In the second-to-last day of the festival, we center in two different characters that are two of the most popular sources of filming material in horror movies, one being a fictional character and another one being real. We are talking about The Devil and H. P. Lovecraft.
Damien LeVeck attended to the festival to present his debut feature film as a solo director, after being part of the horror anthology Dark, Deadly & Dreadful (2018). The Cleansing Hour (2019) is the long version of his awarded short film of the same name centering a phony exorcist and his crew of internet filmmakers who will have to face for once the true evil when their staged possession becomes real. A new twist on the exorcism films that although it has many of the ingredients of this subgenre of horror movies it manages to keep freshness and the interest for an audience craving to be surprised. Predictable but dynamic, with the flavor of low-cost cinema but with a very delicate execution, The Cleansing Hour (2019) is the perfect kind of movie to be part of a film festival like Sitges. The director attended with part of his cast and crew to the screening and they seemed to be more than thrilled to be part of such an event. Affable and holly, Damien LeVeck stayed in the theater surroundings after the movie was over for relaxing chatting with the audience, the true film festival spirit that makes this such a special event.
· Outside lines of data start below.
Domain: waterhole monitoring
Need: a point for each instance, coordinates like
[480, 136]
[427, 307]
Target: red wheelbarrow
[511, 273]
After Mandy (2018) being one of the most celebrated titles of Sitges Film Festival last year, Color Out of Space (2019) was one of the most awaited titles in this edition. Sharing the same producers, aesthetic style, and star, the ubiquitous Nicolas Cage, by the books Color Out of Space (2019) seemed to be one of those movies that couldn’t miss. But it did. Mostly, the matching facts with Mandy (2018) end with the mentioned, because it lacks the audiovisual strength the first inbred. Based on a short story by H. P. Lovecraft, it was exciting to see what a cult filmmaker like Richard Stanley, director of Hardware (1990) and writer of The Island of Dr. Moreau (1996), would have achieved. And, although not regrettable, the movie doesn’t satisfy as it was supposed to. The hallucinogen neon-pink alien invasion is a horror and science-fiction rollercoaster that tries to walk by the side of a masterpiece like John Carpenter’s The Thing (1982) but, obviously, doesn’t have the craft. Still, we get to see Nicolas Cage having lots of fun in front of the camera, totally absorbed by his own histrionic character that he has been developing along the last decades, and bringing juicy doses of his impossible grimaces. Acceptable as a divertimento, but too poor to be called one of the best movies of the year.